Here's the scene: Two cellphone technicians, young girls, one probably going to school part-time, the other probably enjoying the idea of attending school part-time at sometime in the not-so near future. Two customers - me, and a twenty-something local girl wearing all black and looking disheveled. I would have to label her as a transplant, as native Angelanos, especially on the Westside, do not overtly signal their frustration.

(I believe this resonates from the surf culture, where the cardinal sin is not to show anger and thereby bring down the vibe of the rest of the group. The Westsider, when expecting conflict, will instead play it cool as long as possible until provoked by a personal attack, so they can claim a righteous justification for their anger. Just a thought.)

I hand the clerk my phone and she says she could replace it and my battery for fifty bucks. I say fine. "What a great customer you are," she says, "I wish all customers were like you!" This is for saying OK to the fact that I'm going to have to pay for a phone that's past warranty, I then understood why they're so anxious to leave.

As for the girl next to me, her phone is also out of warranty and she also has to pay - boom! Throws a fit, you could tell she was prepared, "this is the 4th phone blah blah blah." Next thing you know, here's come the manager, who was promoted to his position because of his rare but critical talent - the ability to speak softly.

Now at this point I notice the irate girl has a huge bag disguised as a purse, and this bag is stuffed with crap. Beware the big bag. I swear, it denotes bad news. The person with the big bag obviously cannot plan for the day. So to make up for this deficiency, decides to pack life supplies for every possible situation, and is therefore unprepared for routine situations.

This reminds me of a supervisor I had once who carried two big bags plus a purse to work everyday. One of them was filled with binders filled with paperwork presumably for the project at-hand. But the project did not require binders of paperwork, it was a website. Websites require code. The abundance of the former and the absence of the latter gives you an idea of how the project went.

I add that my supervisor was also afraid of computers.
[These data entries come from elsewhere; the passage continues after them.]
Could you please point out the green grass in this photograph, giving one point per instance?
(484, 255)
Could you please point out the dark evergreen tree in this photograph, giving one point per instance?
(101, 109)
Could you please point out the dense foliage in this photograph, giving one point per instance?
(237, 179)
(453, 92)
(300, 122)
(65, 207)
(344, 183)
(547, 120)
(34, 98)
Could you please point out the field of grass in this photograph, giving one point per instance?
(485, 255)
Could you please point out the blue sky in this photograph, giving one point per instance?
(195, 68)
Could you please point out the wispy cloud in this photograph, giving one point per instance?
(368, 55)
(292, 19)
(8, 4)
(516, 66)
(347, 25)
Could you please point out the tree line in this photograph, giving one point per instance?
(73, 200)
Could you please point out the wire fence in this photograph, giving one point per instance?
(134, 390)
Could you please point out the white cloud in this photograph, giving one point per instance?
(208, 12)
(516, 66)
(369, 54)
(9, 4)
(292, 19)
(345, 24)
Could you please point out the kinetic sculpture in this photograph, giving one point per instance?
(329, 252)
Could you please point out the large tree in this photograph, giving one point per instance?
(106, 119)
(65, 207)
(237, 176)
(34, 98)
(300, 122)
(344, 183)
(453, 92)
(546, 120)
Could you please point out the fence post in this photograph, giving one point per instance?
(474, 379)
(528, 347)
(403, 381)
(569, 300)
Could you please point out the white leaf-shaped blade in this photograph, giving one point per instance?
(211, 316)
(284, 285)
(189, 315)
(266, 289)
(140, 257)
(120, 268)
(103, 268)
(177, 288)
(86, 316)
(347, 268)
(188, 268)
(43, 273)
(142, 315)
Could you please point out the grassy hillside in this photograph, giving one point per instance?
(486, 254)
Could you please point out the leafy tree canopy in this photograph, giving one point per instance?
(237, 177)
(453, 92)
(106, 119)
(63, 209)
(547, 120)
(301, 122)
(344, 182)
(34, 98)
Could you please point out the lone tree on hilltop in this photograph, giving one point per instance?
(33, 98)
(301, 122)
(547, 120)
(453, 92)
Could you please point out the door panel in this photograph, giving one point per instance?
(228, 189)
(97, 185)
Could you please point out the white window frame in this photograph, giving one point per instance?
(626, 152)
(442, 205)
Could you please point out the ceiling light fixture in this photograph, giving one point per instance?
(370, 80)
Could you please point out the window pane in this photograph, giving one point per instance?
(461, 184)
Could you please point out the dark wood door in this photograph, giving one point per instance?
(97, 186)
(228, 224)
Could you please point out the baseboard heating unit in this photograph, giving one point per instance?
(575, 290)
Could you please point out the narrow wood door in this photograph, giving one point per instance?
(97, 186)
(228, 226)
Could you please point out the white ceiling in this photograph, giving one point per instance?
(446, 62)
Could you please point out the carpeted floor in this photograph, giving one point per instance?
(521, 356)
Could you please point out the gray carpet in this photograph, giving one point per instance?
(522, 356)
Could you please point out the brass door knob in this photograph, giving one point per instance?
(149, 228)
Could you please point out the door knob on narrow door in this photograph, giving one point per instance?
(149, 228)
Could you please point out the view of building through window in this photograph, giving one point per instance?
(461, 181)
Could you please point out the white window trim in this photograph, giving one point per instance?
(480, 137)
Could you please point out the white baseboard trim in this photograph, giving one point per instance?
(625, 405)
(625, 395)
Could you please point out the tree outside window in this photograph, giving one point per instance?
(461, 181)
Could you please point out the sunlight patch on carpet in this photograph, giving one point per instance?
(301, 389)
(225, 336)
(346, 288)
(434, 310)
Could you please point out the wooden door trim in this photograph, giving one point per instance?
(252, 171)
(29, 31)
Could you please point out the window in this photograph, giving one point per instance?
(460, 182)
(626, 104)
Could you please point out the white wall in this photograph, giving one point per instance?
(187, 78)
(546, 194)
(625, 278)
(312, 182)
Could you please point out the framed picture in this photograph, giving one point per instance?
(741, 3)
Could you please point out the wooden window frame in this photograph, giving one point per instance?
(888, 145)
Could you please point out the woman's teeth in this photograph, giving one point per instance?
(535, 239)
Apparently they chose to crash randomly and consistently in her presence.

A computer crash resulted in a loss of email which was her excuse for a lack of productivity. She believed that if she crashed another computer management would fire her. I dunno if this was true, but she believed it. So as a fail safe, she printed every email she received and archived them in binders.

Consider the moment when someone in the office says, "Didn't you get my email?" We all know it. Sometimes we did, sometimes we didn't. Upon hearing this, my supervisor would dive into her binders "Yes, yes, I have it here... somewhere," and would produce the email on paper 10 minutes after it was no longer relevant.

She later sued the company for sexual harassment and settled for a boatload of cash. Apparently she kept a written record of all her superiors' nasty remarks, which, as is now apparent, must have been the other bag.

So, beware the big bags - not the original point of this post but we'll run with it.